Autoestima - ¿Qué es realmente la autoestima?
Laura Argenté
8/4/26, 21:00
La autoestima no se forma en la etapa adulta. Se gesta en los primeros años de vida, cuando aún no tenemos filtros racionales y absorbemos la experiencia como verdad absoluta.
Lo que vivimos, cómo nos miran y cómo nos hablan se convierte en la base de la identidad. Entender de dónde viene es el primer paso para transformarla.
¿Qué es realmente la autoestima?
La autoestima es la percepción y valoración que tenemos de nosotros mismos. Es la sensación interna de valía personal. No depende solo de los logros, la imagen o la validación externa, sino de cómo aprendimos a mirarnos emocionalmente.
Cuando alguien sufre inseguridad constante, miedo al rechazo o necesidad de aprobación, normalmente no está fallando en el presente. Está reaccionando desde un patrón aprendido.
El origen: el niño interior
Durante la infancia, el cerebro funciona de forma principalmente emocional. No tenemos pensamiento crítico desarrollado, por lo que interpretamos lo que ocurre como una verdad sobre nosotros.
Si un niño crece en un entorno donde:
Recibe críticas frecuentes
Siente amor condicionado al rendimiento
No se validan sus emociones
Hay comparaciones constantes
Puede interiorizar creencias como: “No soy suficiente”, “No soy importante”, “Tengo que esforzarme para que me quieran”.
El psiquiatra suizo Carl Gustav Jung hablaba de los complejos como estructuras emocionales que se forman en la infancia y que quedan activas en el inconsciente. Cuando un adulto reacciona de forma desproporcionada ante el rechazo, el abandono o la crítica, muchas veces no es el adulto quien responde, sino esa parte infantil no resuelta.
Qué dice la neurociencia sobre la autoestima
La ciencia confirma que las experiencias tempranas moldean el cerebro. Las vivencias repetidas crean patrones neuronales estables que influyen en cómo interpretamos el mundo y a nosotros mismos.
El psiquiatra Daniel Siegel explica que las relaciones tempranas configuran los circuitos cerebrales implicados en la regulación emocional. Si el entorno fue inseguro o impredecible, el sistema nervioso puede acostumbrarse a vivir en alerta.
Desde la teoría del apego, desarrollada por John Bowlby, sabemos que la seguridad emocional en la infancia influye directamente en la autoestima adulta y en la forma en que nos relacionamos.
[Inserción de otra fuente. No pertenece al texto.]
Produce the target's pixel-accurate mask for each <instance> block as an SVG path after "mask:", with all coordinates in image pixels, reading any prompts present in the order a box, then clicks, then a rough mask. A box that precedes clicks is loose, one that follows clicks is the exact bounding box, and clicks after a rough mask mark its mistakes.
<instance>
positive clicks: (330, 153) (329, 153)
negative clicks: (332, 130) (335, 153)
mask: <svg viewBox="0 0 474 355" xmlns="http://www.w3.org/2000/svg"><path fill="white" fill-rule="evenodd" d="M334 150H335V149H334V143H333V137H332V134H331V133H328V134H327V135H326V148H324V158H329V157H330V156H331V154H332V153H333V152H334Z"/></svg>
Además, las investigaciones sobre autocompasión de Kristin Neff muestran que una autoestima basada exclusivamente en el rendimiento o la comparación es frágil e inestable. En cambio, la aceptación interna reduce la activación del sistema de amenaza y genera mayor equilibrio emocional.
La conclusión científica es clara: La autoestima es un patrón emocional aprendido. Y lo aprendido puede modificarse.
Señales de autoestima baja en la etapa adulta
Algunos indicadores frecuentes son el miedo excesivo al rechazo, la necesidad constante de validación, la autocrítica intensa o la dificultad para poner límites.
Estos síntomas no son defectos de personalidad. Son adaptaciones que en algún momento ayudaron a sobrevivir emocionalmente.
Cómo mejorar la autoestima desde la raíz
Muchas personas intentan mejorar la autoestima con afirmaciones positivas o motivación superficial. Sin embargo, si no se trabaja la creencia original, el patrón vuelve a activarse.
Reprogramar la autoestima implica:
Identificar la creencia raíz aprendida en la infancia.
Detectar cuándo se activa en el presente.
Desactivar la carga emocional asociada a esa experiencia.
Crear una nueva narrativa interna basada en seguridad y valía real.
El cerebro tiene plasticidad. Esto significa que puede crear nuevas conexiones cuando se generan experiencias emocionales correctivas. No se trata de “engañarse” pensando diferente, sino de modificar el patrón inconsciente que sostiene la inseguridad.
Cuando el patrón cambia, la autoestima deja de ser un esfuerzo constante y se convierte en una consecuencia natural.
La autoestima no se construye, se recuerda
En el fondo, nadie nace sintiéndose insuficiente. Esa sensación se aprende.
Trabajar la autoestima desde la reprogramación mental y emocional permite ir al origen, sanar la herida del niño interior y transformar la narrativa interna que ha estado dirigiendo tu vida sin que lo supieras.
No se trata de convertirse en alguien diferente. Se trata de recuperar la sensación interna de valía que nunca debió perderse.
Porque la autoestima no es algo que se “consigue”. Es algo que se recuerda.